Whether Mounties having quicker access to information regarding the mental health of Jeffrey Scott Hughes could have prevented his death can never be known.
The fact is that when officers responded to a noise complaint on Oct. 23, 2009, and found an obviously troubled Hughes uttering threats and later brandishing what appeared to be a handgun, they could not immediately get information about his mental health background.
The escalating events that ensued ultimately led to Hughes’s death.
While knowing more about Hughes’s troubled past might not have been enough to prevent his death that day, the recommendation of the coroner’s jury that such information sharing be enhanced is of utmost importance.
The job of a police officer is far more than catching criminals and handing out speeding tickets.
Police are asked to play countless and varied roles every day.
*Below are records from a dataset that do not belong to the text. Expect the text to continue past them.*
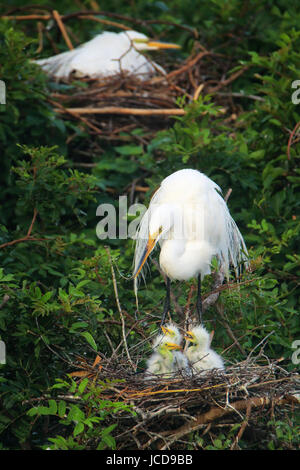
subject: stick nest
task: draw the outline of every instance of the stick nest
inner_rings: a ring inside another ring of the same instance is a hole
[[[81,361],[81,370],[72,375],[99,384],[104,399],[131,406],[133,413],[122,411],[106,421],[107,425],[117,423],[118,450],[186,449],[192,432],[200,436],[240,423],[232,444],[238,448],[247,427],[257,427],[266,415],[272,419],[275,408],[276,412],[291,411],[299,404],[299,374],[286,371],[279,362],[259,355],[225,372],[177,373],[168,379],[145,380],[144,372],[134,372],[127,358],[100,360],[98,356],[93,365]]]

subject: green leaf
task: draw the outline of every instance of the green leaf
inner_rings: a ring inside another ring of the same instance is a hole
[[[84,424],[82,422],[77,423],[73,431],[74,437],[78,436],[78,434],[82,433],[83,431],[84,431]]]
[[[49,400],[49,414],[55,415],[57,413],[57,403],[55,400]]]
[[[107,445],[107,447],[109,447],[110,449],[116,448],[116,441],[109,434],[102,436],[102,442],[104,442]]]
[[[89,383],[89,379],[87,378],[83,379],[78,386],[78,393],[82,394],[88,383]]]
[[[121,155],[141,155],[143,153],[141,145],[123,145],[122,147],[115,147],[115,150]]]
[[[46,292],[46,294],[43,295],[42,297],[42,301],[43,302],[48,302],[48,300],[52,297],[53,295],[53,292],[49,291],[49,292]]]
[[[82,333],[80,333],[86,340],[87,342],[89,343],[90,346],[92,346],[92,348],[97,351],[97,344],[94,340],[94,338],[92,337],[92,335],[88,332],[88,331],[84,331]]]
[[[66,402],[64,400],[60,400],[58,403],[58,415],[60,418],[65,417],[66,408],[67,408]]]

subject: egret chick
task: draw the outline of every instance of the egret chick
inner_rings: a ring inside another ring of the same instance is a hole
[[[162,325],[161,329],[165,336],[167,336],[170,341],[175,344],[181,344],[182,334],[179,331],[179,328],[174,323],[168,323],[167,325]]]
[[[159,375],[162,378],[170,377],[175,371],[174,350],[180,350],[181,347],[168,340],[165,335],[159,335],[153,343],[154,353],[148,359],[146,378],[150,375]]]
[[[181,345],[182,342],[182,334],[179,331],[179,328],[174,323],[168,323],[166,326],[161,326],[161,329],[165,335],[165,337],[172,341],[175,344]],[[181,371],[188,375],[191,374],[191,370],[189,367],[189,363],[185,355],[182,351],[174,351],[174,370]]]
[[[202,325],[187,331],[185,339],[192,343],[185,355],[195,371],[225,369],[221,356],[210,347],[212,335]]]
[[[71,51],[35,63],[57,79],[69,78],[71,73],[76,77],[101,78],[125,72],[146,80],[157,72],[166,72],[139,51],[179,48],[177,44],[151,40],[137,31],[106,31]]]

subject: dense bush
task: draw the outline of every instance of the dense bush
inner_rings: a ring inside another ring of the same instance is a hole
[[[48,1],[33,3],[57,7]],[[8,1],[7,8],[12,6],[24,2]],[[69,13],[77,7],[66,0],[60,9]],[[115,448],[114,428],[101,422],[108,414],[133,412],[121,401],[103,400],[101,389],[87,380],[78,385],[67,374],[76,357],[93,362],[97,351],[110,354],[105,328],[112,344],[119,344],[112,265],[117,267],[122,308],[129,324],[134,323],[135,299],[126,280],[133,241],[107,240],[106,246],[98,240],[96,208],[103,202],[117,207],[118,195],[137,177],[149,186],[142,201],[146,203],[163,177],[183,167],[203,171],[224,191],[232,188],[229,206],[250,249],[252,272],[244,275],[239,289],[222,292],[226,319],[246,354],[270,335],[268,357],[283,357],[287,368],[295,367],[291,344],[299,335],[300,144],[296,139],[288,143],[300,121],[299,104],[291,98],[300,69],[299,7],[267,0],[120,0],[112,2],[111,12],[174,23],[167,35],[182,44],[182,59],[194,39],[175,26],[197,29],[207,48],[230,56],[233,71],[247,66],[229,90],[245,95],[237,98],[243,108],[237,120],[228,121],[214,95],[190,104],[186,100],[187,114],[174,118],[170,129],[157,133],[149,145],[104,142],[105,153],[94,157],[96,166],[78,171],[68,138],[72,135],[84,146],[90,137],[74,122],[59,119],[48,102],[54,85],[30,61],[36,31],[32,24],[1,21],[0,78],[7,88],[7,104],[0,107],[0,339],[7,350],[6,364],[0,365],[4,449]],[[80,40],[88,39],[88,27],[82,29],[76,20],[73,27]],[[99,31],[97,27],[93,25],[93,31]],[[166,25],[153,28],[163,32]],[[157,306],[164,297],[155,266],[152,271],[151,282],[141,286],[139,294],[146,332],[159,321]],[[179,305],[185,305],[193,282],[175,286]],[[207,292],[210,284],[206,279]],[[232,339],[215,308],[206,315],[215,327],[215,344],[220,350],[229,348],[226,359],[243,359],[241,350],[230,348]],[[132,330],[129,344],[139,339]],[[66,404],[59,398],[61,390],[82,401]],[[295,432],[288,420],[269,426],[276,427],[276,439],[254,445],[293,448]],[[229,447],[230,439],[220,434],[214,448]],[[247,448],[247,442],[243,446]],[[210,448],[209,442],[204,440],[202,447]]]

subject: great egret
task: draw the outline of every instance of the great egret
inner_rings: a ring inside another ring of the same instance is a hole
[[[154,353],[148,359],[145,378],[151,378],[151,374],[162,378],[170,377],[175,371],[174,350],[181,350],[181,346],[169,341],[167,336],[160,334],[153,342]]]
[[[139,51],[175,48],[180,46],[151,40],[137,31],[106,31],[76,49],[36,60],[35,63],[57,79],[68,78],[71,73],[76,77],[100,78],[121,72],[148,79],[157,71],[162,74],[165,74],[165,71]]]
[[[194,370],[225,369],[221,356],[210,347],[212,335],[202,325],[187,331],[185,339],[192,343],[185,355]]]
[[[167,276],[162,323],[170,308],[170,279],[198,278],[197,313],[202,323],[201,280],[210,274],[213,256],[227,276],[230,264],[238,272],[246,262],[243,237],[220,193],[219,186],[200,171],[176,171],[162,181],[140,221],[135,237],[135,294],[137,298],[137,278],[159,243],[159,263]]]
The types of calls and complaints to which they respond are numerous, each requiring a different set of skills and expertise.
Perhaps chief among those skills is the ability to respond appropriately to mental health issues – many of the people with whom police come in contact are dealing with some form of mental health difficulty.
Police are often, by default, front-line mental health workers. While many of those complaints are not criminal, they often require police assistance to diffuse the situation, after which health professionals take the reins.
As such, it is vital that mental health professionals and police have a integral communication link.
That information could well prove crucial in preventing critical situations.